Soft TTL vs Hard TTL
Soft TTL: time after which content is considered stale but still servable during revalidation. Hard TTL: time after which content must not be served at all and a blocking fetch is required. Example: soft=60s, hard=300s. Requests 0-60s: serve fresh directly. Requests 60-300s: serve stale immediately and trigger async refresh. Requests after 300s: block until fresh data fetched. The gap between soft and hard provides grace period for revalidation without serving arbitrarily old data.
HTTP Cache Control Header
Standard HTTP header support: Cache-Control: max-age=60, stale-while-revalidate=240. Content is considered fresh for 60s, then stale-servable for additional 240s (total 300s before forced refresh). CDNs and some application caches implement this natively. For custom caches, implement by storing timestamp alongside value and checking against both thresholds on each access.

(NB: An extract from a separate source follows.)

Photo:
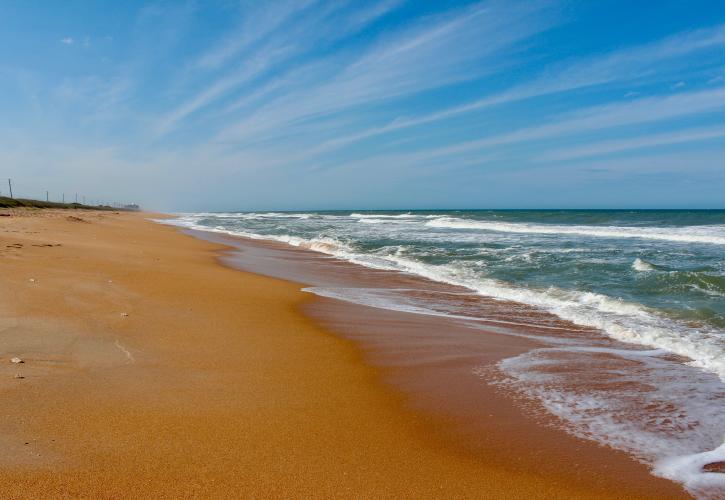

Combining SWR with Request Collapsing
SWR alone still has stampede risk during the refresh phase: multiple concurrent requests might all trigger background refreshes simultaneously. Combine with collapsing: first request during stale window triggers refresh and acquires refresh lock; subsequent requests serve stale without triggering additional refreshes. This bounds origin load to exactly 1 request per TTL cycle regardless of traffic volume.